My revelation was how much interesting stuff there was to read and find out about – truckloads of books and papers that I had no idea existed. Entire libraries of it. Multiple disciplines and perspectives and ways to come at things. Why didn’t I know about this?? I kept saying. It wasn’t that I wanted scholarly texts rewritten or predigested for me. I simply wanted to have had access to it earlier, and most of it was at that time shut up very tightly behind paywalls and membership cards, and plain old physical access barriers.
I have to say that I loved every minute of my PhD, save for about twenty four hours when I wrestled with exactly how to get the thesis text into the best working order. After twenty seven years working, it was an unmitigated pleasure to have time to think my own thoughts, to spend as much or as little time as I wanted on particular topics, to engage with all kinds of ideas that were new and exciting. That’s Jeannie’s point too, she talks about “academia as a well kept secret”.
And indeed, it’s the legitimacy to think and write and talk to others that is what I most value about higher education, as opposed to my previous working life. Having been a headteacher for a long time, it was always the needs of the school and community that came first. However there was a great deal of autonomy in that post and I guess that’s why, when I went to work for a little while as a senior civil servant, I hated and loathed having to consider Ministerial opinions and needs at all times. Moving from being on call, day and night, to being a humble, broke but ‘free’ doctoral researcher was bliss.
Now I’m a proper, or perhaps improper, academic I also take considerable delight in making connections with others. My previous working life was more mobile than most and I’d been fortunate to travel around Australia and well beyond, but this was nothing compared to the regular interactions and voyages I am now able to make. And it’s legit – this is what makes my scholarship international. And maintaining and building connections with practitioners is OK too – that’s about impact and relevance. What’s not to like about this?

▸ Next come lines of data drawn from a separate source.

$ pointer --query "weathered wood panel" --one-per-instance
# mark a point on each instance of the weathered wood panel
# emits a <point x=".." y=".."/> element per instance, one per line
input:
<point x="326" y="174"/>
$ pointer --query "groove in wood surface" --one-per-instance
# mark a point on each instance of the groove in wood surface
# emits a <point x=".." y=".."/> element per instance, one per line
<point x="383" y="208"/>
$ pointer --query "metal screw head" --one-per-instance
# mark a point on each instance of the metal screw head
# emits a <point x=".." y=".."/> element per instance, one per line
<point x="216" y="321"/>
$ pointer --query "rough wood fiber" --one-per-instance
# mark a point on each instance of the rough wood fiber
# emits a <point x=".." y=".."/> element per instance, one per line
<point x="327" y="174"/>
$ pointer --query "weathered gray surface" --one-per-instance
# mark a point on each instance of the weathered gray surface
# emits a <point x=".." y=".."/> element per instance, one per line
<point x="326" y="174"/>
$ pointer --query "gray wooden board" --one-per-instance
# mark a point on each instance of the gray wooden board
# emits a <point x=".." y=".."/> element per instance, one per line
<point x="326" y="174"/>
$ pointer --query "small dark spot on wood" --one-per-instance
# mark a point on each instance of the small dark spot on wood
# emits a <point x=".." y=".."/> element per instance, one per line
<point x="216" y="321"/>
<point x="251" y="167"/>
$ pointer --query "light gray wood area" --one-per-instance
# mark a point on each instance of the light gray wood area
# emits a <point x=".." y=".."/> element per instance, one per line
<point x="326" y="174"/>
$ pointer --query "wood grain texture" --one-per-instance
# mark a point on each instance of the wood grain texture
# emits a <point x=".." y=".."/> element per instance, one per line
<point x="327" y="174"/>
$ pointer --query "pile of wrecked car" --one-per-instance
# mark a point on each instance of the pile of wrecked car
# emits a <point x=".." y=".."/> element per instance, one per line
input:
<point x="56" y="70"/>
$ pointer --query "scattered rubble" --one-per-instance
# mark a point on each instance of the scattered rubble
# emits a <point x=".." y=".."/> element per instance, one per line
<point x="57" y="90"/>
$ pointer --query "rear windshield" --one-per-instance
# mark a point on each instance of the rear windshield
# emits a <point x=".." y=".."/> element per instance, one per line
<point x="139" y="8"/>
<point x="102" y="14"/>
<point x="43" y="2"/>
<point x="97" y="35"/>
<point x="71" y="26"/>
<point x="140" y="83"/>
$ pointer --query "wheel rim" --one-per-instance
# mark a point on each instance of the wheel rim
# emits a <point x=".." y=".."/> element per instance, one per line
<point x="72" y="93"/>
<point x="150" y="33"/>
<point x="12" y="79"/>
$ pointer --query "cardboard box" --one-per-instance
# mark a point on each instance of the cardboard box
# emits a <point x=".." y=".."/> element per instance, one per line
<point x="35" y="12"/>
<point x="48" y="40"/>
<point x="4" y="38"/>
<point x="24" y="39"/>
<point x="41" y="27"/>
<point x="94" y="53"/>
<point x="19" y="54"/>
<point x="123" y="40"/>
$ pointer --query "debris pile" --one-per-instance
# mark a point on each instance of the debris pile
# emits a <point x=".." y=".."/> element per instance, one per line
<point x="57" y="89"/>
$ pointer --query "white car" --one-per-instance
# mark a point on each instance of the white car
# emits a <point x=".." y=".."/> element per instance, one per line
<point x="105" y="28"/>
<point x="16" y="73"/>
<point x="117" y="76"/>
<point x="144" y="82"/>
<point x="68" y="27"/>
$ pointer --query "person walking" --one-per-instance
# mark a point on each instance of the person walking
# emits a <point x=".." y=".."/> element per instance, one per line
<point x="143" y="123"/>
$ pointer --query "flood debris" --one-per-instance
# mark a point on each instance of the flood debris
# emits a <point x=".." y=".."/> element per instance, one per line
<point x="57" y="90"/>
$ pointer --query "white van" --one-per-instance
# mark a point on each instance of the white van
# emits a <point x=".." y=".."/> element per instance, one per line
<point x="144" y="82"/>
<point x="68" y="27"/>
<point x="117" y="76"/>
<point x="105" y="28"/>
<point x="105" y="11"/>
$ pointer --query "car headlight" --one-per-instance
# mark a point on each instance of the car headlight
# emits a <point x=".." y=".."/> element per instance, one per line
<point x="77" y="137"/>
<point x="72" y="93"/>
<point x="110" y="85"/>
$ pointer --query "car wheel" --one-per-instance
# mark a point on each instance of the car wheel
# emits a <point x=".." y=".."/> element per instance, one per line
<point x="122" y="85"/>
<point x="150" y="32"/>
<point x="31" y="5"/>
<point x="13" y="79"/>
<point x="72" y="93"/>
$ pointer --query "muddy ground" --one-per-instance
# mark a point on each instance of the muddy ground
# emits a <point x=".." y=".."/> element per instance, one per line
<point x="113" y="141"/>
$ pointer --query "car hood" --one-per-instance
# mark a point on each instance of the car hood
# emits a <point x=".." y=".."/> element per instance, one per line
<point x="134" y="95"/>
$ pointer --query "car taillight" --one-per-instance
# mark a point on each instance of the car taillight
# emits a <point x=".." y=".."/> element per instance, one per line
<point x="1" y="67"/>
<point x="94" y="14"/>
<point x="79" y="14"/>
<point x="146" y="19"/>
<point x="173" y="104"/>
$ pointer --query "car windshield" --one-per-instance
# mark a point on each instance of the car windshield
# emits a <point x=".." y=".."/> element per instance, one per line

Now, I’m not being Pollyanna here. I can be as critical as the next person about the marketization, audit and privatization of higher education. I hate some of the practices that happen in HE, not the least of which is the overdeveloped will to critique each other and do each other in through the peer review process. And I am really and truly cognizant of the fact that I’m in a highly privileged position as a professor with tenure and I don’t have to put up with five or six stressful years or more of being in the academic precariat.
It’s just that I do think we ought to be able to say what the job means to us. We don’t do it for the money, although those of us with tenure and no student debt are certainly comfortable by comparison with lots of other people. We don’t write just for institutional benefit. We don’t do research just to get funding. We teach and research because there’s something about working with the mind that we care about, and we enjoy. It’s surely this that keeps us hanging in and wanting to be in universities, despite all the things that need fixing.
If that’s so, then I just think we ought to say that more often. And LOUD.
And for me, this week, it’s all power to the early career and doctoral researchers for leading the way in coming clean about the pleasure of academic work.